During Westbrook's testimony, defense attorney Jarrett Ambeau sought to amplify Westbrook's fears of harm and his claimed lack of intent to kill or seriously hurt Toups.
Prosecutors sought to pick apart the testimony and have Westbrook explain how confronting Toups with a knife was a reasonable action. Assistant District Attorney Joni Buquoi also questioned Westbrook about text messages he shared with his older brother Juan eight days before the slaying in which Westbrook expressed his "strong craving" to "hurt someone for no reason" and to see blood.
Westbrook testified that he was venting his anger at the time and the statements weren't an expression of intention to harm anyone. Westbrook had recently transferred from St. Amant High and his parents had separated more than a year earlier after a contentious marriage.

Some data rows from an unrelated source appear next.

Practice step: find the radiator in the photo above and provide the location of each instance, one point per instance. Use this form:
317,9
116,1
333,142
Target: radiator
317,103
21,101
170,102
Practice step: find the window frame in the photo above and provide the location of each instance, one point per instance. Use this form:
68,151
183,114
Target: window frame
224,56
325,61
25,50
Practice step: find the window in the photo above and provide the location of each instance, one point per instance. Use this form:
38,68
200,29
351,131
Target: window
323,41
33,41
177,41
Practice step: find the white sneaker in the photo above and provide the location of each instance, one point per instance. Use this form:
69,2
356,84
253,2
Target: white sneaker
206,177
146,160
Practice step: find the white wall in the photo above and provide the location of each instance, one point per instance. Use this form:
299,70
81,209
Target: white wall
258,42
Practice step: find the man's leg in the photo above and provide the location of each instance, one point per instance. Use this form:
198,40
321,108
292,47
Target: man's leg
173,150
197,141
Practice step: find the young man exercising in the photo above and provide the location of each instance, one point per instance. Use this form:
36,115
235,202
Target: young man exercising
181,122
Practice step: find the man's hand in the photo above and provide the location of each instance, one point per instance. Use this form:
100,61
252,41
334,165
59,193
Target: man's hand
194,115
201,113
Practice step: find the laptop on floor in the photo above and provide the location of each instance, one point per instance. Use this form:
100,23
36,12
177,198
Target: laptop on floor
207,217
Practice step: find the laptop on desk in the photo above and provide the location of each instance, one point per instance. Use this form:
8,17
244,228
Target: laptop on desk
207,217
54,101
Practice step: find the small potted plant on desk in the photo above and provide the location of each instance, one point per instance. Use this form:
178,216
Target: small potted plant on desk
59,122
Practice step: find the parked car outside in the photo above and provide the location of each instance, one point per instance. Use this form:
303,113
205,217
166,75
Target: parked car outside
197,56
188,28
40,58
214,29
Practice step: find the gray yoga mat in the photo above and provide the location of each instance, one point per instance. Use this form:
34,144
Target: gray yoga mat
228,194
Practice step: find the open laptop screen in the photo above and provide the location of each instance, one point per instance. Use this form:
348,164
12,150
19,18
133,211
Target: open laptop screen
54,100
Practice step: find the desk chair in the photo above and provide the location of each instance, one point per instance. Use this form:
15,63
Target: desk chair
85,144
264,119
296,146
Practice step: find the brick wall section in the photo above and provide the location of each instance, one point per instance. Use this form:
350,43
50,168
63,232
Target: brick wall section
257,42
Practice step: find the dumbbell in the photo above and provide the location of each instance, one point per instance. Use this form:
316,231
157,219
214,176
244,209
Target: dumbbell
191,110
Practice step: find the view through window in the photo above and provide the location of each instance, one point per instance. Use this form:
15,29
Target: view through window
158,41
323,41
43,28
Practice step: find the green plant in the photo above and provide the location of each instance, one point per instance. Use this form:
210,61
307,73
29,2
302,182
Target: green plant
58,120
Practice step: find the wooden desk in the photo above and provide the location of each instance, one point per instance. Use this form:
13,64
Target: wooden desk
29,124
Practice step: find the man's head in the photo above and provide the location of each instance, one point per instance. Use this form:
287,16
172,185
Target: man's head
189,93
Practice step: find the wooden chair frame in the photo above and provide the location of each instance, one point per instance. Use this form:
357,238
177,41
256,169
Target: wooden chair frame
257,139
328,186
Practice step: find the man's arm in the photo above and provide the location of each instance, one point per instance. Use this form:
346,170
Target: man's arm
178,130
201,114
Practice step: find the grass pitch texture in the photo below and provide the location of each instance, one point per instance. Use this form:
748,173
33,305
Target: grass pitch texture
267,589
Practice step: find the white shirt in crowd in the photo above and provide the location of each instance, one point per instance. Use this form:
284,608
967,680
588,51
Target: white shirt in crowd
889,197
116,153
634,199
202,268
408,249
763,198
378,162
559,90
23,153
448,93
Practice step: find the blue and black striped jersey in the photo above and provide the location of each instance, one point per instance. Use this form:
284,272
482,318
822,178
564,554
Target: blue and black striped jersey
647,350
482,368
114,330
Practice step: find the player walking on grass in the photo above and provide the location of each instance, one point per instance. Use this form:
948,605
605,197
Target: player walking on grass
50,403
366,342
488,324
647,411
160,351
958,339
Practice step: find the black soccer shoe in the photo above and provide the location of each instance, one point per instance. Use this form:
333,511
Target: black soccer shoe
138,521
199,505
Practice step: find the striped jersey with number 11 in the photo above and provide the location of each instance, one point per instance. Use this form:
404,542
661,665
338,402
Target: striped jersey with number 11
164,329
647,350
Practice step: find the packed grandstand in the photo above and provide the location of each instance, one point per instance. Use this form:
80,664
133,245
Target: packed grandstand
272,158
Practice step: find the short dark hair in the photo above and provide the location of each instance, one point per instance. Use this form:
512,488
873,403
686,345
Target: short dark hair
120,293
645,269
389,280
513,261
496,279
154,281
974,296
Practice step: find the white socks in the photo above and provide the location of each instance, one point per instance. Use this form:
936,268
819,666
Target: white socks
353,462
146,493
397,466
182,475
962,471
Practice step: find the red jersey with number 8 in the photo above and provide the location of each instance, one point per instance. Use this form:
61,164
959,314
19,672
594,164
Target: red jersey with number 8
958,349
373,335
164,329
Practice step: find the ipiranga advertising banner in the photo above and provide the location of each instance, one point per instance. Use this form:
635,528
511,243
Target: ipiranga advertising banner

Westbrook said he often sought advice from his brother, a person he saw as his mentor since childhood. Buquoi shot back at one point that, this time, Westbrook didn't follow his brother's advice.
Westbrook didn't disagree.
Westbrook's decision-making before the slaying also was a point of contention Wednesday.
When Toups showed up inside the trailer home, Westbrook was in a bedroom near the front door with his girlfriend preparing to watch one of the "Twilight" movies. Westbrook said Toups had come inside the trailer and called out twice, "I thought you was going to stab me."
Jurors earlier heard testimony that Westbrook's girlfriend had threatened to hurt or stab Toups days earlier if he harmed Whatley, the younger sister, at the dance. They also heard testimony from another eyewitness who also said Toups had called into the bedroom before Westbrook emerged.
Westbrook said it wasn't clear to whom Toups was referring but assumed it was to him or his girlfriend. Westbrook said he didn't initially go out.
"Why didn't you just stay lying in the bed," Buquoi asked.
Westbrook said he decided to meet the aggression from Toups outside the bedroom instead of allowing it where his girlfriend was. At the time, the couple had begun discussing the possibility that she was pregnant. She has since had their child.
Once Westbrook was out of the bedroom, Toups told him that he "had something for" him and began unbuttoning his shirt, Westbrook testified.
Westbrook said he took that as sign Toups wanted to fight him and so went to get the knife. By the time he turned around and began walking back with the knife, Toups had his fists up, Westbrook testified.
Asked about earlier testimony that Toups was sitting on the couch at that moment, Westbrook said he didn't see it and, if Toups had been, it would have only been for seconds.